Raichik peddled and embraced many of the tropes that are popular with the pro-Trump right, including the former president’s election falsehoods.

Her fiercest focus, however, has been on the LGBTQ community. The Libs of TikTok account searches for and solicits from its followers videos in which adults — often teachers  — share their thoughts on explaining sexuality to children. (Such videos often proliferate on TikTok.) 

https://twitter.com/libsoftiktok/status/1513730337796288512

The tweets are often amplified in the right-wing media ecosystem, especially on Fox News, and the account reports when teachers are fired as a result. “Any teacher who utters the words ‘I came out to my students’ should be fired on the spot,” a now-deleted tweet said in December. 

In March, Libs of TikTok posted a video of a teacher who explained teaching masturbation to her young students as a means of awareness and protection from predators.

One of the Twitter feed’s most devoted followers, Christina Pushaw, the spokeswoman for Florida Gov. Ron DeSantis, replied with a “You goin’ to jail” meme, and Raichik replied, “If only.” 

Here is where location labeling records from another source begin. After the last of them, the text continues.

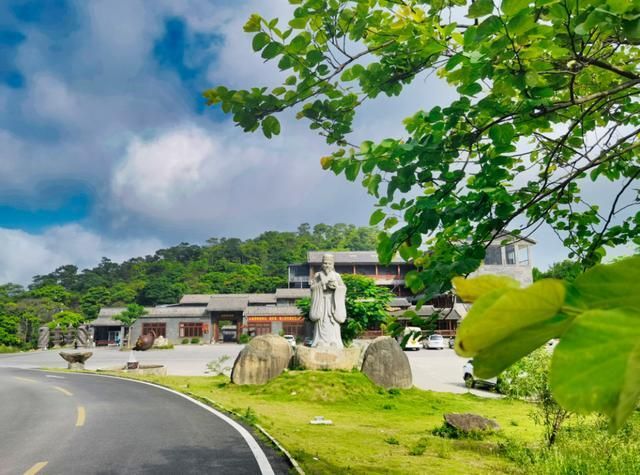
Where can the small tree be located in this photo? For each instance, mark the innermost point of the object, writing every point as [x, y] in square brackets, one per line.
[129, 316]
[366, 305]
[529, 379]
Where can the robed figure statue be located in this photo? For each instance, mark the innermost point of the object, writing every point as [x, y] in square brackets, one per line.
[328, 309]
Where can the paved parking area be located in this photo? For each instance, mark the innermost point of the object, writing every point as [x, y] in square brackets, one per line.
[434, 370]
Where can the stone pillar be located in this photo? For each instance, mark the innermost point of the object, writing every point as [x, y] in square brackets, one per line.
[43, 338]
[57, 337]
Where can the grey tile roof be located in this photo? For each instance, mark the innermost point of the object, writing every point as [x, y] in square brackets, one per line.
[349, 257]
[279, 311]
[194, 299]
[228, 302]
[104, 322]
[292, 293]
[176, 311]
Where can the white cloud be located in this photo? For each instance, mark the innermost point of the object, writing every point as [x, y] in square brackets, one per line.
[24, 255]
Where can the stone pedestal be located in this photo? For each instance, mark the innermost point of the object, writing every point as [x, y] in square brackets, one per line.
[386, 364]
[264, 358]
[327, 358]
[76, 360]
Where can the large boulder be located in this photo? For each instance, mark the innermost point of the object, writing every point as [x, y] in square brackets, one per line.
[264, 358]
[468, 423]
[386, 364]
[327, 358]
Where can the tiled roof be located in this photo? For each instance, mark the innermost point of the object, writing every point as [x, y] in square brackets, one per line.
[278, 311]
[292, 293]
[349, 257]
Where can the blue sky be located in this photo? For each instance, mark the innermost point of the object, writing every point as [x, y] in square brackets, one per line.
[107, 149]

Media Matters, a liberal media watchdog, reviewed dozens of engagements online between Pushaw and Libs of TikTok , and concluded that it was the Twitter feed that influenced Pushaw to describe a new state law banning discussion of sexuality in grades K-3 as targeting “groomers” — likening the law’s opponents to sexual predators. Pushaw’s use of the term has become commonplace among conservatives.

Raichik did not reply to requests to her Libs of TikTok identity for an interview, nor did a woman who is named Chaya Raichik and who lives in Los Angeles reply to a WhatsApp message.

In a recent talk on the conservative podcast Ruthless, Raichik said she at times fleetingly regrets driving her targets out of the workplace.

“It’s not easy to be the one responsible for that, for someone losing their job, on the other hand, I mean these people, some of them are literally evil, and they are grooming kids,” she said. “They should not be in schools, they should not be teachers and it’s really good that they’re not teaching anymore. To be the one responsible for that, it is a little bit hard for me, but I think it has to be done.”

She mocked the terminology the community uses, calling it “LGBTQIABCD” and laughed. “A lot of it is based on narcissism,” she said. “Society has to give in to their delusions.”